Fleischer: "Helen, if you think that the people of Iraq are in a position to dictate who their dictator is, I don’t think that’s been what history has shown."
Thomas: "I think many countries don’t have, people don’t have the decision - including us."
– Exchange during a January 6, 2003 White House briefing shown on all three cable news networks.

"Secretary Rumsfeld...has dismissively referred to France and Germany as ‘Old Europe,’ and today, Secretary Powell, who warned France not to be ‘afraid’ of its responsibilities. Is that the rhetoric of a great power, and is that really the most effective way of building alliances?"
"Is it possible that the attitude which emanates not from the press, but from the administration, of ‘you’re with us or you’re against us,’ kind of dismissive superiority to some of the oldest American allies, is contributing to the problems in forging a common front against Iraq?"
– ABC White House correspondent Terry Moran’s questions to Ari Fleischer at the February 19, 2003 White House briefing shown live on the cable networks.

ABC’s Terry Moran: "What is the administration’s assessment of the likelihood of the risk that Saddam Hussein – with his back up against the wall, with war seeming almost inevitable – will open up his arsenal of germs and chemicals and disperse them to terrorists?"
Press Secretary Ari Fleischer: "Does this mean that ABC News is acknowledging that Saddam Hussein has weapons of mass destruction?"
– Exchange at the February 12, 2003 White House briefing. [Moran would probably want this one back. But sometimes as a reporter, it's good to switch it up. For example, if Saddam had used bio-weapons, Fleischer would already be on record.]

"Ari, the destruction of these Al-Samoud missiles now represents about ten percent, a little more, of their entire medium-range missile capability. That’s a piece of real, substantive disarmament under international supervision. But it’s not total disarmament. But you aren’t denying that that’s real disarmament?"
"But it is substantive, it is not just process, this is substance, this is real destruction of weapons."
"So, it’s the administration’s view that making war in Iraq now is preferable to any further piecemeal, substantive disarmament?"
– ABC’s Terry Moran to White House Press Secretary Ari Fleischer at the March 3, 2003 briefing.

"While we’re on the disarmament process, Iraq is clearly starting to destroy some of its weapons, perhaps not as quickly as the administration would like. Clearly, it can’t all be done in one instant, in some Big Bang theory. So doesn’t this speak to the President’s well-known impatience, that his patience is running out, he’s not willing to give this process more time?"
– Los Angeles Times White House reporter Ed Chen to Fleischer later at the same briefing on March 3.
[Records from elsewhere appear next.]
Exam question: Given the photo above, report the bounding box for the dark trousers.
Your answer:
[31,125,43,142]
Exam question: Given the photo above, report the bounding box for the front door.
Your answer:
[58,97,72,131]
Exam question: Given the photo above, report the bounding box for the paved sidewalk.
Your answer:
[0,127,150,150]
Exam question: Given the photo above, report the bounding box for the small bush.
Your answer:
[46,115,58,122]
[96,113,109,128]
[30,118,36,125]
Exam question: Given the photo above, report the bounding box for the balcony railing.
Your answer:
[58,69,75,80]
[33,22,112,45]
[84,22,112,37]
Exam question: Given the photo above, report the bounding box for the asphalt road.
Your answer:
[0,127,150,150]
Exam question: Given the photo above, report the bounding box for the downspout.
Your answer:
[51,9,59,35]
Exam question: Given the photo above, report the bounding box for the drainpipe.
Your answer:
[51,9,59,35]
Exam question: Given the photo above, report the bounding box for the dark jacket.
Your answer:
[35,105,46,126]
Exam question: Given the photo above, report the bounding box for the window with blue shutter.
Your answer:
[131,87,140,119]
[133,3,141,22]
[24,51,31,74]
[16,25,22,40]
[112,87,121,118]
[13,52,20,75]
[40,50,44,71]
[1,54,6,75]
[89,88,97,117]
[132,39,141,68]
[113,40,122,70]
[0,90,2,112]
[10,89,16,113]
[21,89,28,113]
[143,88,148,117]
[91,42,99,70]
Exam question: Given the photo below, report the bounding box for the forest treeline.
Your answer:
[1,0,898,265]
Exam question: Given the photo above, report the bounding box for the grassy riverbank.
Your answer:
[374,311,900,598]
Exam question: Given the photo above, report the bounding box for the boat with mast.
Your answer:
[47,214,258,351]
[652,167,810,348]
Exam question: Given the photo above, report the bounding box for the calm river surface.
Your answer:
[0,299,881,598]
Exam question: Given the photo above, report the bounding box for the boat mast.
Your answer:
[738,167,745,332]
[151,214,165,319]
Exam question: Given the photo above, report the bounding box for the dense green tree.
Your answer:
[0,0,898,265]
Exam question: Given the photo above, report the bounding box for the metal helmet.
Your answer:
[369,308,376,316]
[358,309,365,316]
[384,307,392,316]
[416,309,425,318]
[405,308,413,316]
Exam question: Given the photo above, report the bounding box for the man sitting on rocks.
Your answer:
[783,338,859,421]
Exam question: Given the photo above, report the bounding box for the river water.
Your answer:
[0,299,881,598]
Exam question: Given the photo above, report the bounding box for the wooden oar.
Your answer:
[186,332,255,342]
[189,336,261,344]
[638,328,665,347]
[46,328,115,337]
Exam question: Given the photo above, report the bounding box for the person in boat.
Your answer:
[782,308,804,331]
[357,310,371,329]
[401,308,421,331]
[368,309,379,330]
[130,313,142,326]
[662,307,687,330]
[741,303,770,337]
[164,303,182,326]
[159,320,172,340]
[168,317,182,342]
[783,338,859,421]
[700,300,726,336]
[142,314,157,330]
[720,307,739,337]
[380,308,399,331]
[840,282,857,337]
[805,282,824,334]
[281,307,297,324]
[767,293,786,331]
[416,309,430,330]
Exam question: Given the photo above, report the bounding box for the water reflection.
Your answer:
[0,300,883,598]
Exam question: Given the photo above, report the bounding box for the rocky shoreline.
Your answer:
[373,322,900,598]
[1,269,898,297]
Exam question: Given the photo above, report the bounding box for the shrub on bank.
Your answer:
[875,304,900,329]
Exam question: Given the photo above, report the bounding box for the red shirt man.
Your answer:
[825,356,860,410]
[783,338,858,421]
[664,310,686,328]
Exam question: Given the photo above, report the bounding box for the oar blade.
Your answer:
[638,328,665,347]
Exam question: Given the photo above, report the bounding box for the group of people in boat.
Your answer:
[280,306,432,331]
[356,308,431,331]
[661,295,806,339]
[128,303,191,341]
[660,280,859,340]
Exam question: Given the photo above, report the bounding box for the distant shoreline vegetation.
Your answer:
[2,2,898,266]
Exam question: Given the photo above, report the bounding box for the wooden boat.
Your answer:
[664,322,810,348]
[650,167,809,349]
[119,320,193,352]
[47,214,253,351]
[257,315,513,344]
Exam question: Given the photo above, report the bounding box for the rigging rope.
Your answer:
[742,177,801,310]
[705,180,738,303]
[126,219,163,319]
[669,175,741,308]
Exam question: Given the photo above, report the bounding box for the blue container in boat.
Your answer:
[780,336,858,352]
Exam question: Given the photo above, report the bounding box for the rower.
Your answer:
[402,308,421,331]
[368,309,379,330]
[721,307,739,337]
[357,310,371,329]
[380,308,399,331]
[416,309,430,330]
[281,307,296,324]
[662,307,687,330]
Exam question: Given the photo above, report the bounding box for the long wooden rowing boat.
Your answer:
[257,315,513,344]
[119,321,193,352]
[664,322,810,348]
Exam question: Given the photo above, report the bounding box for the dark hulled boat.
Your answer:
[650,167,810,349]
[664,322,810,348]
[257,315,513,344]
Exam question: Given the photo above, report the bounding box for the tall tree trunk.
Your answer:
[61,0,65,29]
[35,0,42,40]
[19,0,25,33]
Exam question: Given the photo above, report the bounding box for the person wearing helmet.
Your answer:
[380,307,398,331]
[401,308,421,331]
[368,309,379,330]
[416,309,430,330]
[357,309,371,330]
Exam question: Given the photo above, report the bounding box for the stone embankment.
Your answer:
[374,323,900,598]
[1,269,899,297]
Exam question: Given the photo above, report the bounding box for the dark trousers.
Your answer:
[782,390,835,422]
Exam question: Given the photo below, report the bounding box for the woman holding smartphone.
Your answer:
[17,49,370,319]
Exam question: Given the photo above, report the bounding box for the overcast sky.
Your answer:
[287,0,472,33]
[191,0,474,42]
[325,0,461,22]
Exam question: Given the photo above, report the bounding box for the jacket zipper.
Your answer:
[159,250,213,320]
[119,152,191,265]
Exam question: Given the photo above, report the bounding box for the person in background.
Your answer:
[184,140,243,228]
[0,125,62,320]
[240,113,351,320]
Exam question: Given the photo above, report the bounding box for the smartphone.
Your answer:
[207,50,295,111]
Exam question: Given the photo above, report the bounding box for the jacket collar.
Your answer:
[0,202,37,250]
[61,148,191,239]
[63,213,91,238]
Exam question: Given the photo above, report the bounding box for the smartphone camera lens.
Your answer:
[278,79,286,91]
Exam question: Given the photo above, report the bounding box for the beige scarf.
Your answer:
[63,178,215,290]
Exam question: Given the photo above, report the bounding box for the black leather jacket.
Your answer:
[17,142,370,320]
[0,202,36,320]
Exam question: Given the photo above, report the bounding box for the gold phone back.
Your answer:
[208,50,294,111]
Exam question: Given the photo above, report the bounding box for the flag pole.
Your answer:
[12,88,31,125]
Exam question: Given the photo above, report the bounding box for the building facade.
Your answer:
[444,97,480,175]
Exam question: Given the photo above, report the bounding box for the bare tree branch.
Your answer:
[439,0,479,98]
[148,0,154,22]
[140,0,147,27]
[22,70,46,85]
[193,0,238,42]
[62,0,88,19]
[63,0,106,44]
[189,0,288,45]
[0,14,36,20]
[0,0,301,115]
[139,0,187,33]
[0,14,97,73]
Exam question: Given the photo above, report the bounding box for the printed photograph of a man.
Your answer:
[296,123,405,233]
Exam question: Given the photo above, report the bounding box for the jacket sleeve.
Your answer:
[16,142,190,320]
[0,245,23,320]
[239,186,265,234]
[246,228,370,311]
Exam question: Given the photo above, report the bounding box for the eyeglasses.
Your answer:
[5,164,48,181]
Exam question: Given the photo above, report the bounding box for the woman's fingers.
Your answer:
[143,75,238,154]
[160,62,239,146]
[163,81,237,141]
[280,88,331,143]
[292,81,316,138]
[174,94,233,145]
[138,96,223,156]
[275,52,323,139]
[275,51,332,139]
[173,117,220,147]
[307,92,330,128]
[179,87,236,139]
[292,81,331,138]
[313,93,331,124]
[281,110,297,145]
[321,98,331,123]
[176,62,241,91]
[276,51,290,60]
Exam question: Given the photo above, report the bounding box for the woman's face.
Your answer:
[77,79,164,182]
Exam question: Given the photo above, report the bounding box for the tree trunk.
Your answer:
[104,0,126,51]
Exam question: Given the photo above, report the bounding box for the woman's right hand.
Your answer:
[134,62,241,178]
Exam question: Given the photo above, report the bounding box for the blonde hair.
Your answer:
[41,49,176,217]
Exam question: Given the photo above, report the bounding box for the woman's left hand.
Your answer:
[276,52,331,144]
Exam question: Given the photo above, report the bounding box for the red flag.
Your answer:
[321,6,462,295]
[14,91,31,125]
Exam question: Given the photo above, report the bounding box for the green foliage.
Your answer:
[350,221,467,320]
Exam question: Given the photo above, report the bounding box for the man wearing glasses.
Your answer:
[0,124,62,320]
"The President has spoken many times of the special burden and the special responsibility he has as Commander-in-Chief of sending young Americans into harm’s way.... But have you heard him talk about this other responsibility which may weigh on him heavily today, and that is for the death of innocents, for Iraqi moms and dads and children who may, despite our best efforts, be killed?"
– ABC White House reporter Terry Moran’s question to Ari Fleischer during a televised briefing on March 21, 2003.

"Obviously, the Iraqi regime has mined this harbor and that is a wicked thing to do, but the coalition battle plan was to bypass Basra and leave the more than half million citizens there essentially to fend for themselves until we can get this aid flowing. It’s not that we can’t only get ships into Umm Qasr, it’s that we didn’t take Basra, which is now a scene of utter chaos and total unpredictability and there’s no telling when aid will flow there. Does the administration take any responsibility for the plight of the people in Basra?"
– Moran’s question to Fleischer at the March 25, 2003 White House briefing.

"Given that level of fight that has been seen in the Iraqis...does the President have any judgment as to whether these aren’t just soldiers who are being terrorized to fight, and not just essentially gangsters who are loyal to Saddam, but these are Iraqis who believe they are acting as patriots defending their country from an invasion?"
– ABC’s Terry Moran questioning White House Press Secretary Ari Fleischer at a televised briefing, March 28, 2003.